After all the hype suggesting a revolutionary change in how agri-environment schemes are designed and run in England, it turns out that the new Environmental Land Management (ELM) scheme is likely to be similar to existing Countryside Stewardship schemes.
Gone is the suggestion of payments relying on “outcomes” rather than “actions”.
Also dropped is the proposal that farmers should be paid according to their farm’s “natural capital” – whatever that means.
See also: Defra answers farmers’ questions on ELMs
As someone who’s been involved in agri-environment schemes since 1982 (when I took part in a South Downs pilot trial for what came to be called Environmentally Sensitive Areas), I’ve seen them gradually evolve into sophisticated agreements with a myriad of tiers for different landscape and soil types.

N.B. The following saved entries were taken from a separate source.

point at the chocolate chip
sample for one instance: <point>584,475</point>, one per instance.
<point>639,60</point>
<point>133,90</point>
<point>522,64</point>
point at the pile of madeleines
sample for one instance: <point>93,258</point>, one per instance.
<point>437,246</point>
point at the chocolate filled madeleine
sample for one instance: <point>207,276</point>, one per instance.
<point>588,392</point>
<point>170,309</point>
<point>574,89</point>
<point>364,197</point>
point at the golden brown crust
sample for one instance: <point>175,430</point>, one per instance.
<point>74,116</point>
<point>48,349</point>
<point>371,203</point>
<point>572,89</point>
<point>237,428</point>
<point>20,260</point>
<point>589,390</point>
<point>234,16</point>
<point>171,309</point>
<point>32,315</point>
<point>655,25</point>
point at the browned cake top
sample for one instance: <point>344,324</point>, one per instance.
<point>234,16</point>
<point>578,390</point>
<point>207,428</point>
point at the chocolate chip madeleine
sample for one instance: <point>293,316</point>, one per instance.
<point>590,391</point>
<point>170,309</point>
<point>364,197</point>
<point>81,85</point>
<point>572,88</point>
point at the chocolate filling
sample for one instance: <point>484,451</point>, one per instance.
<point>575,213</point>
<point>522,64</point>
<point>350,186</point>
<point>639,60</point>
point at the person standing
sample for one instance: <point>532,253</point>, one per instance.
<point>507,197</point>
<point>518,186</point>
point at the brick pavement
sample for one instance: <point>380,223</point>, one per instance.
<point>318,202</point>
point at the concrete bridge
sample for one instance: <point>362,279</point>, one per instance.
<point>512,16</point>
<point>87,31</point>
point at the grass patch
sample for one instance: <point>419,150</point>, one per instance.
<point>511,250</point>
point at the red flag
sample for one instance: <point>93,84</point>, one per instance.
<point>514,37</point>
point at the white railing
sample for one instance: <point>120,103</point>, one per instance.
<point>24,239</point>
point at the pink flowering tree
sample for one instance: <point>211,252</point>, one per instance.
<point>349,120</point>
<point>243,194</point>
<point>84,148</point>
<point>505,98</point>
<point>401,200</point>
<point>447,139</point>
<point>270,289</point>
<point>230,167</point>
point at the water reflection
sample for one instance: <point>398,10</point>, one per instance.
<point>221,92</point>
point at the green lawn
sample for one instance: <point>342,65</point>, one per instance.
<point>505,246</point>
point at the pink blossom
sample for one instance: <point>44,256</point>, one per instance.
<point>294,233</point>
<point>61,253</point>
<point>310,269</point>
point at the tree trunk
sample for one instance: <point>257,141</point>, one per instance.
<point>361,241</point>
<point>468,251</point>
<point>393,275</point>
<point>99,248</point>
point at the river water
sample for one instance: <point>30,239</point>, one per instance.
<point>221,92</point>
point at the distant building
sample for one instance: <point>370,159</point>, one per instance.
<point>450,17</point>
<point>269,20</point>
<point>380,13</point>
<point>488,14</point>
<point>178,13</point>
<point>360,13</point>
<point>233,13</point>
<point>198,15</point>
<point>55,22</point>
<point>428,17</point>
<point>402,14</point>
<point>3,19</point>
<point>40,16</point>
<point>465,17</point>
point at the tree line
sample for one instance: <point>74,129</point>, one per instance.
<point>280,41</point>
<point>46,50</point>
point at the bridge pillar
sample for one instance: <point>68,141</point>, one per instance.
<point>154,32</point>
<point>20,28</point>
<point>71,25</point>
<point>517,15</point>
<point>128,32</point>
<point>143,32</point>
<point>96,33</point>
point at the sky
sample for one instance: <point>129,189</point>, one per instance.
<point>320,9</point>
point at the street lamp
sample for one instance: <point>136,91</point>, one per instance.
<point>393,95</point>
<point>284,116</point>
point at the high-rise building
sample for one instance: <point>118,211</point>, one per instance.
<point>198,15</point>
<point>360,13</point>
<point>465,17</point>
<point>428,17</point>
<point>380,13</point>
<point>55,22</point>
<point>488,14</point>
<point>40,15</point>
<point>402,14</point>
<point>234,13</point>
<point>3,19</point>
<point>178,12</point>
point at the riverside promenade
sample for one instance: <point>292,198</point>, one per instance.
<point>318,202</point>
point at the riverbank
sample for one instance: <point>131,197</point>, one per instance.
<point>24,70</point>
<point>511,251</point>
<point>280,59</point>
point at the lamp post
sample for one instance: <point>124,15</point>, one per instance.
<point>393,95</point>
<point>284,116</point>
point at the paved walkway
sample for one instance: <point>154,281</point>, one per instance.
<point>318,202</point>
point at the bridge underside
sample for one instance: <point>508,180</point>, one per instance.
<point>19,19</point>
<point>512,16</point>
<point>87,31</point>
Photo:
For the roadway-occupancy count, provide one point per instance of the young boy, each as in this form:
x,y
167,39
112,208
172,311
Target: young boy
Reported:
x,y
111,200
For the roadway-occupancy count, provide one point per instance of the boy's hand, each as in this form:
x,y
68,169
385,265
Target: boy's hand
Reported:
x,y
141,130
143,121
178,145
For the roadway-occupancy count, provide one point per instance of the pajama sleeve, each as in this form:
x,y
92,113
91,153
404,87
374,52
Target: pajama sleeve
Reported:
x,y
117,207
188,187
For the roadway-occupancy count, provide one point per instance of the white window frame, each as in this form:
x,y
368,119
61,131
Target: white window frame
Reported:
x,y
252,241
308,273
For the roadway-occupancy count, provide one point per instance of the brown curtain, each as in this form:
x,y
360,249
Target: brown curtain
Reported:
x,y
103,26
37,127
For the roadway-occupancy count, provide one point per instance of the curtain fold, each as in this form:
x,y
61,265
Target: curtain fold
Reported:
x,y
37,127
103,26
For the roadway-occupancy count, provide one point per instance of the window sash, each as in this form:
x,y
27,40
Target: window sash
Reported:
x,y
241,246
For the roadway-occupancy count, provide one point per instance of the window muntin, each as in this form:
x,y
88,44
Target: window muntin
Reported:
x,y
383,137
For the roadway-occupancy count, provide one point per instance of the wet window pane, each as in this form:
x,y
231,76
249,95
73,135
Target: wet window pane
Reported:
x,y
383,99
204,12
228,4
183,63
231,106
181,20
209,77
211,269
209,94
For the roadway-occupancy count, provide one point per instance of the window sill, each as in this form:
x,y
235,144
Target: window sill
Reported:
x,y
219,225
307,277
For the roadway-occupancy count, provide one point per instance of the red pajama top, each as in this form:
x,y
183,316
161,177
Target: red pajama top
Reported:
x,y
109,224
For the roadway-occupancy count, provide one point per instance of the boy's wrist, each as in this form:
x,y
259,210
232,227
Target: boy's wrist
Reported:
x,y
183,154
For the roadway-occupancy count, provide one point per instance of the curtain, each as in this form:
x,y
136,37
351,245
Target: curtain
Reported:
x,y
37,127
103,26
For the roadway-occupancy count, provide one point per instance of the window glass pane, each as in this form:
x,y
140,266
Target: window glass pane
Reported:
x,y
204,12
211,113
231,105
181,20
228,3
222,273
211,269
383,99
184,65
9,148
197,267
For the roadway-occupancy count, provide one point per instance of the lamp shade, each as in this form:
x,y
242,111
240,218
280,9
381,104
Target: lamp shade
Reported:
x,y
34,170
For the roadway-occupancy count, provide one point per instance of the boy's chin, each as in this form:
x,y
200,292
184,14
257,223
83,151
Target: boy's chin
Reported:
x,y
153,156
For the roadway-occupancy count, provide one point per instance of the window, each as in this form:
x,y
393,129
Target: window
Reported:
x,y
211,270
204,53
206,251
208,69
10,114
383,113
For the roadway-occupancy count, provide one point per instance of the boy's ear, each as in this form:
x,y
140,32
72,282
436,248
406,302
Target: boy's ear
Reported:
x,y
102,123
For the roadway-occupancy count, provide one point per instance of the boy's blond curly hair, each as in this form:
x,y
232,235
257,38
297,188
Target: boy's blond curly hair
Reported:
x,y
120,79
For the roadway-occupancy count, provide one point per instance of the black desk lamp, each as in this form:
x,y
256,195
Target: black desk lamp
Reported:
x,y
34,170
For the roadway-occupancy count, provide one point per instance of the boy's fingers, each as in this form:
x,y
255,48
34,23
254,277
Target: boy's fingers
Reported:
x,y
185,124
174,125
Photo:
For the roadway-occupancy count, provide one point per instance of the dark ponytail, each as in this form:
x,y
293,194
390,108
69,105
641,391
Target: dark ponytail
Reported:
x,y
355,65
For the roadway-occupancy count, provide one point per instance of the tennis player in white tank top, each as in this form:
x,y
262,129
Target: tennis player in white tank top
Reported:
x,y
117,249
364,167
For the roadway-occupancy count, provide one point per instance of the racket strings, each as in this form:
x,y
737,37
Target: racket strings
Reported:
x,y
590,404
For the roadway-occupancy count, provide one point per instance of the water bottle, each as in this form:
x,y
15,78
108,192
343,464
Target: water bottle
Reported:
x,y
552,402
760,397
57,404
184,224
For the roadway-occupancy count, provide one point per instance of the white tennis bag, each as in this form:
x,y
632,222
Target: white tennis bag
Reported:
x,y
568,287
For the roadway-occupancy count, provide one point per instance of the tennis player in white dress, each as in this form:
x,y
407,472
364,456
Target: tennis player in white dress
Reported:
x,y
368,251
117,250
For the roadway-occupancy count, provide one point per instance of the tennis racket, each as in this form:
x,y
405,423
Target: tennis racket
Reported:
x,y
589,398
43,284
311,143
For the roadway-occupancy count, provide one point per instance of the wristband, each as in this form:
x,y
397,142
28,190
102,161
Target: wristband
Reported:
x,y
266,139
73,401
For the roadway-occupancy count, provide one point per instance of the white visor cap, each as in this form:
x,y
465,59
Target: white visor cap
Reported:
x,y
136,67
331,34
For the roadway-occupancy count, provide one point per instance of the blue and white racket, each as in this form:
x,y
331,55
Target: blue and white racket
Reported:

Over time I’ve also experienced how slowly some fields respond once intensive farming methods stop, in terms of improved and more diverse flora and fauna.
Improvement takes time
While some land quickly displays excellent stands of wild flowers and abundant quantities of ground nesting or rare birds, other soil types take longer.
Some fields can literally take decades to show improvements.
So I’ve been very concerned about one initial proposal for ELM – that payments be withheld from farmers until or unless real improvements in biodiversity or reduced greenhouse gas emissions have been achieved.
How could farmers be expected to abandon their intensive farming systems or transfer their land from existing agri-environment schemes to ELM, with payments so insecure?
Similarly, the “natural capital” proposal for valuing a farm in terms of its potential for investment of taxpayers’ money through ELM (rather than, as now, farmers being paid for “income forgone” and the cost of implementing agri-environmental schemes) has been problematic, given its meaning is so unclear.
For instance, a 2014 report by the Department for Business Innovation and Skills suggested that fracking to produce natural gas could create a £30bn investment boom.
At the same time, England’s food, woodlands, clean water, wildlife and recreation were apparently only valued at £2.3bn.
Without clarification of what natural capital means, what qualifies for government investment could easily see payments for environmental improvements lose out to, of all things, exploration for fossil fuels.
So, despite the likes of the Tenant Farmers Association raising concerns, it is with a sense of relief that I read the latest reports of Defra’s direction of travel as it tries to develop ELM into a workable scheme that farmers will wish to participate in.
Of course, there’s always been resistance from some farmers to agri-environment schemes because of the red tape that comes with them.
The form filling can be daunting, and scheme complexity can mean that expensive professional help is required to assist with an application.
Record keeping can also be onerous, as can compliance inspections, which are always nerve-wracking.
Many farmers simply object to being told how they must farm, although whether, as the Basic Payments Scheme is withdrawn, they’ll be able to afford not to sign up to ELM, only time will tell.
Personally, I’ve never felt remotely oppressed by agri-environment agreements, and I’m relieved that ELM is now not likely to represent a radical departure from past schemes.
After nearly 40 years of effort, my organic farm has good counts of wild flowers, corn buntings, yellow hammers and skylarks.
It’s not necessary to re-invent the conservation wheel if it’s already spinning well.